H26年6月度セミナー報告「CFRTP(炭素繊維強化熱可塑性プラスチック)の実用化技術」
2014年 06月 18日科学技術者フォーラム 平成26年6月度セミナー(第144回)講演記録
「CFRTP(炭素繊維強化熱可塑性プラスチック)の実用化技術」
**簡易設備による炭素繊維強化熱可塑性複合材料の成形法の開発と機械的特性評価
日 時:平成26年6月7日(土) 14:00〜16:50
会 場:品川区立総合区民会館「きゅりあん」 5F第3講習室
参加者:44名
講 師:日本大学生産工学部機械工学科 邉 吾一 教授
講演要旨:
<従来技術CFRP入門>
CFRPとは炭素繊維と熱硬化性プラスチックを組み合わせた複合材料でCarbon Fiber Reinforced Plasticの略称である。また繊維の種類をガラス繊維に変えた場合はGFRPと表しガラス繊維強化プラスチック:Glass Fiber Reinforced Plasticの意味である。カーボン繊維は1本が5~7nmの太さの物を1000〜数万本を束(トウと言う)にして用いる。熱可塑硬化性樹脂は不飽和ポリエステルやエポキシを採用する。CFRPの用途は軽くて強い性質から航空機構造にもっぱら使われている。しかし、製造コストが高い、金属に比べ伸びが小さく、継ぎ手や切り欠き部の強度低下が大きい等の欠点もある。ちなみに先のB787機体の構造重量80トンの50%のCFRPが採用されている。今後、日本の環境適合型高性能小型航空機MRJ(70~90席クラス)の製造計画がありこの材料が採用される予定である。しかしながら航空機の需要のみでは将来の発展は望めなく、この要求に答えられるものは自動車への適用が考えられる。自動車が排出しているCO2ガスは全体の18.6%(2007年)であり、この軽量化が進めば燃費向上に結び付き地球環境の好転につながる。例えば車体のボデイをCFRPに置換すれば1380kgが930kgになり30%軽量化が可能であるという検討結果もある。また、実用化の例では動力伝達のプロペラシャフトがあり重量50%軽減され低振動化による静粛性向上、衝突時の安全性向上がメリットとして実現された。これら一部の乗用車に採用されてもコストがとても高価で一般車には採用できない。CFRPを採用している高級車の販売台数は500台・5年間でありとても需要拡大になっていないのが現状である。ここで
邉教授は自動車への応用する国内の動向と課題について説明しているが省略する。
<新技術CFRTP入門>
CFRTPとは炭素繊維と熱可塑性樹脂との複合材料である。ガラス繊維の場合は同様にGFRTPという。熱硬化性樹脂から熱可塑性樹脂に置換することによりどのような違いが生まれるかについて詳細な報告がなされた。その1つに現場重合がある。これは従来に比べ冷却過程がいらないためすぐに金型から取り出せる。例えば短時間の成形で継続成形の場合に冷却過程が必要ないため室温から成形温度まで繰り返し加熱する必要がないのでエネルギー消費量が少ない。特に邉教授が開発した低粘度のε-カプロラクタムは低分子・低粘度のため短時間で重合化し、ナイロン(PA6)樹脂になる。この方法を用いて成形する方法(RTM法)は真空にした金型に110℃に加熱した樹脂を流し込み炭素繊維にしみ込ませ真空圧を用いて加圧することにより約5分で完成する。真空にする理由は空気中の湿気がε-カプロラクタムの開環重合において触媒反応の効果を失わせるためであり、この方法をVaRTM成形法と言う。この方法は加熱温度160℃で重合時間が(1.2分)に加速できる。この方法で成形したプレートの強度試験結果について報告されたがここでは省略する。

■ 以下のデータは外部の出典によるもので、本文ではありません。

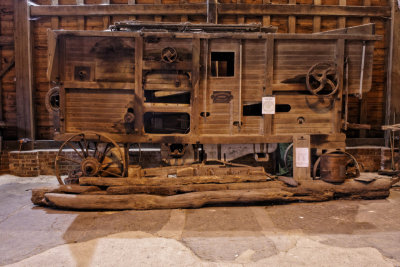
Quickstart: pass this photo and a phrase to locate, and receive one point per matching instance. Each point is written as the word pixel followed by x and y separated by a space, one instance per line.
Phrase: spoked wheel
pixel 92 154
pixel 322 79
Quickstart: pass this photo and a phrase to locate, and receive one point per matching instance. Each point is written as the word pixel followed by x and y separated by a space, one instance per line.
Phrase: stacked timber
pixel 168 192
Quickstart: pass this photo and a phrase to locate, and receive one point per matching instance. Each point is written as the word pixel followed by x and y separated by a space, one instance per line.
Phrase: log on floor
pixel 103 181
pixel 308 191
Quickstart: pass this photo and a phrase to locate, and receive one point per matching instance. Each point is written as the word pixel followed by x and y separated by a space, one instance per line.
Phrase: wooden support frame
pixel 211 9
pixel 23 71
pixel 301 157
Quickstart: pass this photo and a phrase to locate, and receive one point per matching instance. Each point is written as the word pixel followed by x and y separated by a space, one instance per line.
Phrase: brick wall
pixel 39 162
pixel 4 162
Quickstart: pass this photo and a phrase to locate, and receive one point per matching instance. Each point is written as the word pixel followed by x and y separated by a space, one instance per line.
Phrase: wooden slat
pixel 6 41
pixel 317 19
pixel 132 2
pixel 266 21
pixel 342 20
pixel 55 21
pixel 23 70
pixel 201 9
pixel 195 84
pixel 111 10
pixel 212 11
pixel 302 10
pixel 139 84
pixel 292 19
pixel 269 74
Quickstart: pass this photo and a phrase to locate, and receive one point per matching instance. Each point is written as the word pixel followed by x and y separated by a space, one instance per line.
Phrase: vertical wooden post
pixel 301 157
pixel 157 18
pixel 139 84
pixel 337 119
pixel 342 20
pixel 184 18
pixel 392 94
pixel 292 19
pixel 23 70
pixel 240 18
pixel 81 19
pixel 364 100
pixel 195 85
pixel 266 19
pixel 55 21
pixel 317 19
pixel 269 68
pixel 212 11
pixel 106 19
pixel 132 2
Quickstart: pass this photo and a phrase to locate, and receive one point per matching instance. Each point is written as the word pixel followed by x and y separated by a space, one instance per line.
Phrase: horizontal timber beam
pixel 109 10
pixel 304 10
pixel 201 9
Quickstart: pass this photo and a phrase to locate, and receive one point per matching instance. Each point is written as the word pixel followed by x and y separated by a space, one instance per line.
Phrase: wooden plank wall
pixel 373 103
pixel 8 97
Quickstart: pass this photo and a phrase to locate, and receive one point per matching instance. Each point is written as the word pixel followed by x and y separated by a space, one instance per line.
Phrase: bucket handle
pixel 332 152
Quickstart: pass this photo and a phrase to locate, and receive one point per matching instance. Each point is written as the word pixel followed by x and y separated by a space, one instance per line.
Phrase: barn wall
pixel 8 95
pixel 370 110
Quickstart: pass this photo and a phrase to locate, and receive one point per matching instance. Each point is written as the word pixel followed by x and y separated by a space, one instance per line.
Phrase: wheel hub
pixel 90 166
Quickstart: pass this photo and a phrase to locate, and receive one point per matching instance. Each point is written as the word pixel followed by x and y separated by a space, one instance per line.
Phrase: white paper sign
pixel 268 105
pixel 302 157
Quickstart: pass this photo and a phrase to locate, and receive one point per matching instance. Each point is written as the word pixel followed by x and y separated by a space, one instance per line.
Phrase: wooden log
pixel 317 191
pixel 100 181
pixel 190 200
pixel 306 187
pixel 38 193
pixel 168 190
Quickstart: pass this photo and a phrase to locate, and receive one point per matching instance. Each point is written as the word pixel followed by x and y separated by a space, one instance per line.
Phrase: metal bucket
pixel 333 168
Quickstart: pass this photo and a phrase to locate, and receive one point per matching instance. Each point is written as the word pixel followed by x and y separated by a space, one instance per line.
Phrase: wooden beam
pixel 392 88
pixel 303 10
pixel 292 19
pixel 139 84
pixel 6 41
pixel 301 157
pixel 55 21
pixel 317 19
pixel 269 69
pixel 111 10
pixel 212 11
pixel 106 19
pixel 157 18
pixel 201 9
pixel 195 114
pixel 23 70
pixel 132 2
pixel 266 19
pixel 342 20
pixel 81 19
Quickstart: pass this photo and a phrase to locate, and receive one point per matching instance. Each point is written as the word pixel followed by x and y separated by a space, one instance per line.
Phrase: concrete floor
pixel 336 233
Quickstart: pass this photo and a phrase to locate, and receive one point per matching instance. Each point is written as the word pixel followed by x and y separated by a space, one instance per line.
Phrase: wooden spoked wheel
pixel 322 79
pixel 94 154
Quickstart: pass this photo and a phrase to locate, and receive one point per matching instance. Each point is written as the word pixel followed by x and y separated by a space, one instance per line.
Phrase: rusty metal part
pixel 322 79
pixel 333 168
pixel 129 117
pixel 52 99
pixel 222 96
pixel 90 166
pixel 335 160
pixel 94 154
pixel 169 55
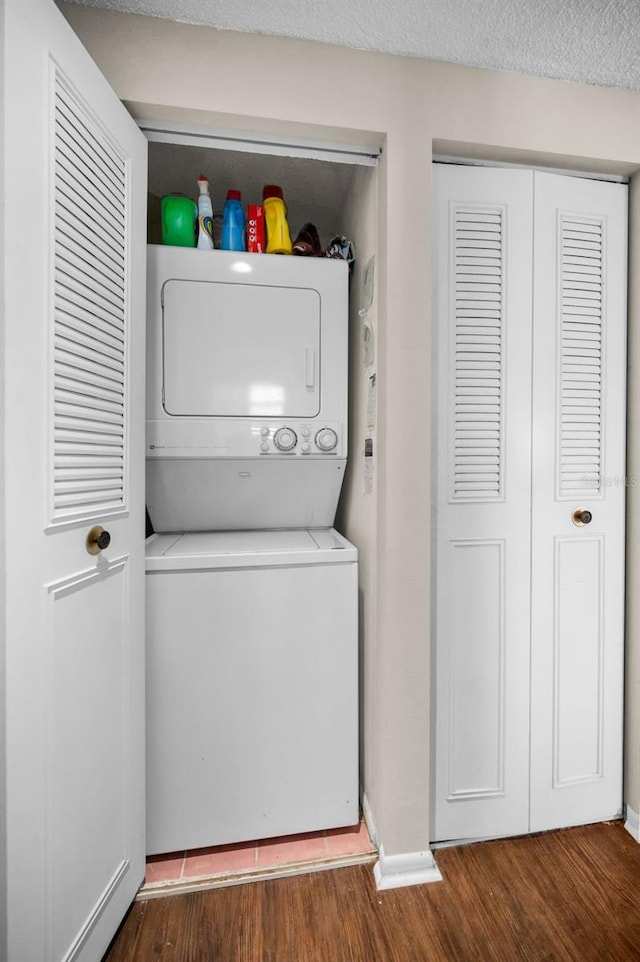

結論として従来のCFRP成形法と比べてCFRTP成形法は温度を100℃低くでき、連続成形では冷却時間と加熱時間が極端に短縮でき、かつ ε-カプロラクタムを用いたCFRTPは曲げ強度でCFRPと同等であった。
私はこのセミナーに参加して次のように感じた。
1.従来のCFRPは成形時間が長く、コストが極端に高価であるため航空機や高級自動車など極一部の分野にしか需要がないものと考えていました。しかし、CFRTPはコストダウンの可能性から通常の自動車にも適用でき、需要拡大の可能性が考えられるようになった。
2.CFRTPの新応用分野として、無潤滑軸受、軽荷重の歯車、ボールベアリング、しゅう動面などに応用開発が進展すれば工作機械や産業機械(冷凍機、コンプレッサーなど)にも応用検討が考えられ大きく需要は増大するものと考えられる。
3.CFRTPが日本のもの作りの種になり得るものと考えられる。その先進性、新規性において非常に優れており、応用範囲が広大でその需要は大きいものと考えている。